Lesson 13 – Modularity

Modularity is a quantitative measure that indicates the presence of distinct communities within a network. If the network’s modularity is high, it means it has a pronounced community structure, which, in turn, means that there’s a space for plurality and diversity inside. If the modularity is too high, however, it might also indicate that the network consists of many disconnected communities, which are not globally connected, making it much less efficient than an interconnected one.

Modularity works through an iterative algorithm, which identifies the nodes that are more densely connected to each other than to the rest of the nodes in the network. It will then calculate the measure of modularity for the network at large. The higher this measure is, the more distinct those communities of densely connected nodes are. If the modularity measure is 0.4 or above it means that the community structure in the network is quite pronounced. If it’s less it means that there are no big differences between the different clusters and most of the nodes are equally densely connected to each other across the whole network. 

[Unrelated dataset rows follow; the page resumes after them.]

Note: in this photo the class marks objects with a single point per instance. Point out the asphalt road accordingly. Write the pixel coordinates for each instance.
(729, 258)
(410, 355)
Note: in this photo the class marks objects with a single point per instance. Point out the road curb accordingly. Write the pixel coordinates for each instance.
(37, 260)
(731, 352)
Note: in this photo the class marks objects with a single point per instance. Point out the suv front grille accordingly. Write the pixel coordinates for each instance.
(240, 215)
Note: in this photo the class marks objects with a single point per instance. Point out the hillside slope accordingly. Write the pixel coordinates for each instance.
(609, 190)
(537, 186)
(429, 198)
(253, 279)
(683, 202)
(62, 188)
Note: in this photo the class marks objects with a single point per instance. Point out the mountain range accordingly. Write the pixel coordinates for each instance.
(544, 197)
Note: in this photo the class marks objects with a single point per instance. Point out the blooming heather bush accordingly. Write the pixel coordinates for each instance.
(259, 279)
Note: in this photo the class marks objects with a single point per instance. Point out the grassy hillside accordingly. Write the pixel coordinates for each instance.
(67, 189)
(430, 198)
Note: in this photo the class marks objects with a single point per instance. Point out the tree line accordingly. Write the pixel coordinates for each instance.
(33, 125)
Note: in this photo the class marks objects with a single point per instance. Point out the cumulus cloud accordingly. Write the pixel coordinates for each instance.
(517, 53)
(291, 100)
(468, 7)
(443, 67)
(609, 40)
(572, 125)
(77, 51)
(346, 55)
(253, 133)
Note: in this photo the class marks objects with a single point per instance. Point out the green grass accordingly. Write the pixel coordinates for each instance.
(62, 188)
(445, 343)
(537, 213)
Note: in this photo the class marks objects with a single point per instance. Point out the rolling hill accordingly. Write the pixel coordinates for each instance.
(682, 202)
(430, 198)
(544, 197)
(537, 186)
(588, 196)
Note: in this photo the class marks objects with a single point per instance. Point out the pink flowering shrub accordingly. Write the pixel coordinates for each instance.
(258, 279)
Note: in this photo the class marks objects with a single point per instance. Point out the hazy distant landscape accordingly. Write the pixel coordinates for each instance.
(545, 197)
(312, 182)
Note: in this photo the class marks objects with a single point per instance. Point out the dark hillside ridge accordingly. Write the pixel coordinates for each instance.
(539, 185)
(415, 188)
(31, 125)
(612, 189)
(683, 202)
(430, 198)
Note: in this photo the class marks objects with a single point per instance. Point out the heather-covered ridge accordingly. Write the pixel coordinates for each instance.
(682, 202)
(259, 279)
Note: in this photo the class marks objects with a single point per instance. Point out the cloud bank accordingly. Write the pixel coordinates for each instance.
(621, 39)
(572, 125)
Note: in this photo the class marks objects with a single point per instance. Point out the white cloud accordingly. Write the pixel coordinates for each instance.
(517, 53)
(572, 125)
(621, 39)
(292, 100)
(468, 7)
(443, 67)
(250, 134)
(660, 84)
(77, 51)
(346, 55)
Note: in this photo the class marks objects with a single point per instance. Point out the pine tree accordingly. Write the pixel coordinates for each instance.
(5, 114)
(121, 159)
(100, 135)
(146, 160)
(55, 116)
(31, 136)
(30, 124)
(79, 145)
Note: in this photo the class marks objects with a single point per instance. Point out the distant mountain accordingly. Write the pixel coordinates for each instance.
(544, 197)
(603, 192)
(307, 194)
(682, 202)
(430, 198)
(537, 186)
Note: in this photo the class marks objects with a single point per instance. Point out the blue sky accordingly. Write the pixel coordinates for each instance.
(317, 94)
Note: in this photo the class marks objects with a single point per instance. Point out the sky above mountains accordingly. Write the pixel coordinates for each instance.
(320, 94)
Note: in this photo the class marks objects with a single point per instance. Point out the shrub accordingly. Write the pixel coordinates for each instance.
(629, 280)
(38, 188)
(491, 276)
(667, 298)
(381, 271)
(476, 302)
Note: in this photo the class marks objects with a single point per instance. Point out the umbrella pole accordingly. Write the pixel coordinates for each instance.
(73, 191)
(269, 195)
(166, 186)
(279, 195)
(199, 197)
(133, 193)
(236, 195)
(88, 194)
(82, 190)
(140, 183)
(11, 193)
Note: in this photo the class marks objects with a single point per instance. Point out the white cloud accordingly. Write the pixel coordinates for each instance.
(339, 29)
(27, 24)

Lesson #14 – Structural Gaps

So far we’ve looked at the different measures of connectivity that exist within networks and that help us identify the most influential nodes, clusters, and deduce some basic functional properties of the networks we study. 

However, one of the most important aspects of network graphs is that they also let you see the gaps, empty blank spaces, between the islands. Those gaps are usually referred to as “structural gaps” and it has been shown that bridging those gaps can spur innovation, create most interesting collaborations, and give rise to new, unexpected ideas.

In other words, “structural gaps” is where creativity and potential is hidden within the network.

Therefore, when visualizing a network it is important to identify those structural gaps and to devise different actions that could help bridge different nodes and clusters across those empty spaces within the graph in order to spur creativity and innovation.